For more information about the convective stratiform separation algorithm in Radx2Grid, please refer to this page.

For more information about controlling the output in Radx2Grid, please refer to this page.

For more information about gridding methods (bilinear interpolation vs. spatial filtering), please refer to this page.

Supported regular grids

  • Cartesian grid in (Z,Y,X)
  • PPI grid in (EL, Y, Z) - performs Cartesian transformation on each elevation angle separately
  • Polar grid, regular in (EL, AZ, RANGE)

Running Radx2Grid

Recent software development in Radx2Grid has streamlined options in parameter file for typical use cases, but with extensive flexibility for power users. To check all command line options for Radx2Grid, including debugging options and file paths, the typical '-h' flag can be invoked:

/path/to/lrose/install/bin/Radx2Grid -h

Likewise, to obtain the default parameter file, use the following command:

/path/to/lrose/install/bin/Radx2Grid -print_params > Radx2Grid.params

While there are many options for Radx2Grid, a basic gridding technique can be accomplished simply:

/path/to/lrose/install/bin/Radx2Grid -f <path/to/data/file_name> -outdir $PWD/grid

Recall that during the RadxConvert step the CfRadial files can be created as an aggregation of sweep files that make up a single volume scan. Assuming that option was invoked (which is the default for NEXRAD Level II files) you should now have a Cartesian gridded volume in NetCDF format in the 'grid' subdirectory to use for further analysis. Note that if you first convert data to DORADE sweep files for editing in soloii, and then convert to CfRadial you must explicitly aggregate the sweeps during that conversion. A common source of confusion is that only a single sweep is gridded into the volume if the CfRadial file only contains a single sweep.

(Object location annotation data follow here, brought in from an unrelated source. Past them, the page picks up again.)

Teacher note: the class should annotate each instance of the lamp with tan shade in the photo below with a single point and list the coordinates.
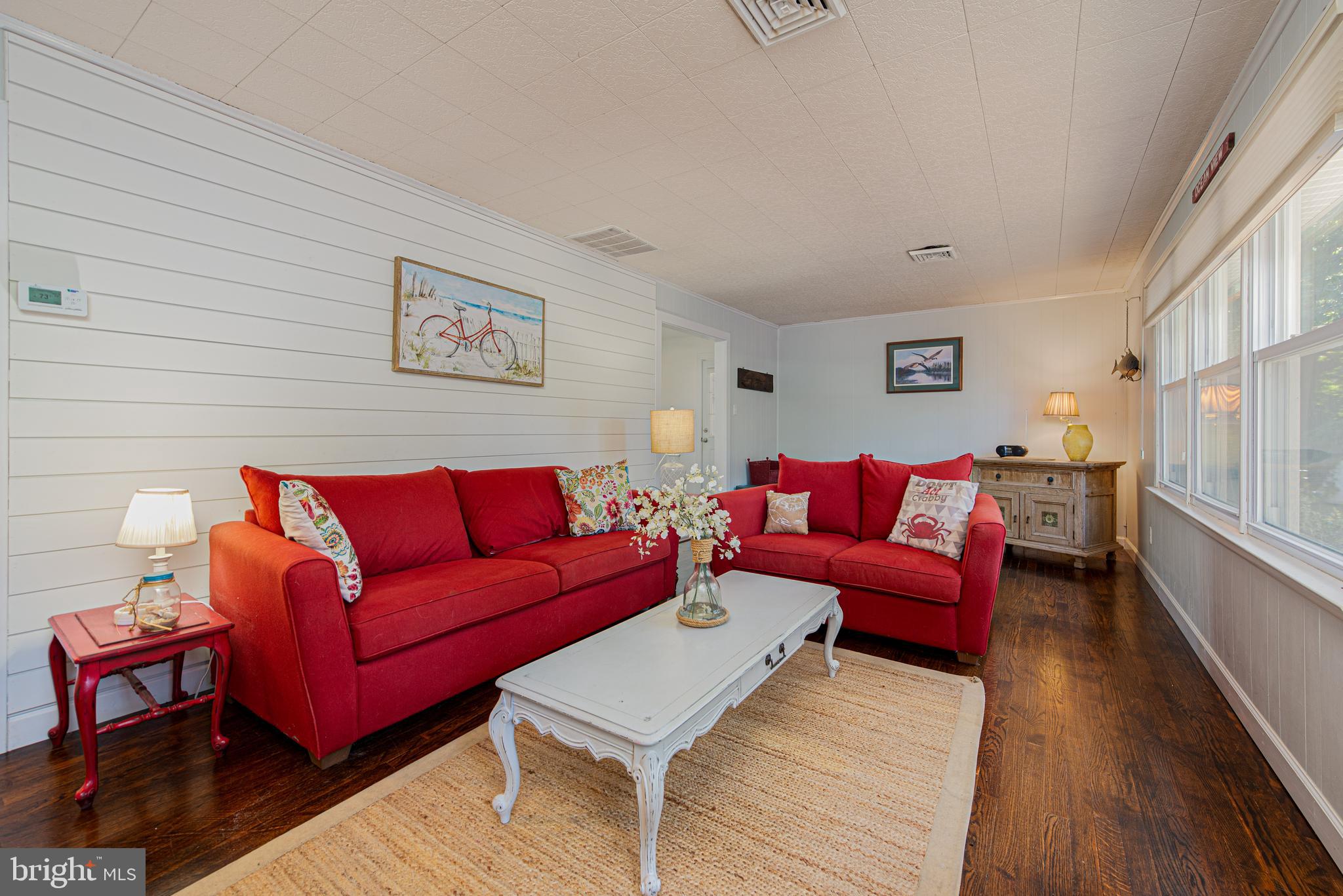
(1077, 438)
(673, 435)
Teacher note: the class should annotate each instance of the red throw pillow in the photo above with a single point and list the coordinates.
(835, 492)
(397, 522)
(884, 488)
(512, 507)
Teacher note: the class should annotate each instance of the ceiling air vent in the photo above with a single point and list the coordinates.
(775, 20)
(932, 254)
(612, 241)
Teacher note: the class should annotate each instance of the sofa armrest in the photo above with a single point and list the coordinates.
(294, 659)
(981, 566)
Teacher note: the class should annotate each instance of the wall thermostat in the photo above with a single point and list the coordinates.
(55, 300)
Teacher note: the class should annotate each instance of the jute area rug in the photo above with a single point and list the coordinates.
(854, 785)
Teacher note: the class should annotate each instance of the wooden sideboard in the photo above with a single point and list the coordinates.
(1067, 507)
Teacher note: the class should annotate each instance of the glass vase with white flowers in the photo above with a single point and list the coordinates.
(689, 509)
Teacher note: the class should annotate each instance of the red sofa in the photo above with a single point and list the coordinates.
(466, 575)
(885, 589)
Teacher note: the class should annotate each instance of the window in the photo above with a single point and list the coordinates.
(1260, 343)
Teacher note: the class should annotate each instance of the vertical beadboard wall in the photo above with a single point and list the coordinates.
(752, 344)
(241, 290)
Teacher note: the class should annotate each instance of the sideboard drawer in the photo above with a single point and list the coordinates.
(1034, 478)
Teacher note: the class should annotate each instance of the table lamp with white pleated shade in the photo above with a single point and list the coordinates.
(159, 519)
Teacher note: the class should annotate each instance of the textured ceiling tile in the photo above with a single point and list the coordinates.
(574, 28)
(531, 167)
(821, 56)
(195, 46)
(621, 130)
(631, 68)
(713, 143)
(510, 50)
(572, 94)
(449, 74)
(572, 149)
(520, 117)
(375, 30)
(445, 19)
(176, 71)
(892, 30)
(331, 62)
(679, 109)
(477, 139)
(1115, 19)
(412, 105)
(700, 35)
(294, 90)
(253, 23)
(269, 109)
(375, 127)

The Radx2Grid Parameter file

  • Radx2Grid is a large application with many parameters available for controlling its operation. This makes the use of the parameter file confusing to a new user. Therefore, the parameters are separated into sections. The more common sections are at the top of the file, and the less common parameters lower down in the file.
  • Each section is preceded by a header starting and ending with a line of ======================== characters.
  • A few key parameters to look for are listed below.
    • start_time, end_time: set the start time and end time for ARCHIVE mode analysis. The format should be ‘yyyy mm dd hh mm ss’.
    • input_dir: input directory for searching for files. Files will be searched for in this directory.
    • interp_mode: set the interpolation mode. There are five different modes that you can choose.
    • grid_z_geom: specify vertical grid levels. nz, minz, dz represent the number of levels, the lowest level, and constant spacing of the vertical level respectively.
    • grid_xy_geom: similar as grid_z_geom. It specifies the grid parameters in x and y.
    • netcdf_style: specify different format of netCDF. If output_format is CFRADIAL, specify the netCDF format.
    • ncf_title: title string for netCDF file.
    • ncf_institution: institution string for netCDF file.
    • ncf_source: source string for netCDF file.

From here, you can read in the CfRadial or gridded netCDF file using Julia, Python, or other programming languages for further analysis. Additional LROSE tools including applications for QC, Echo, and Wind can be utilized for analysis.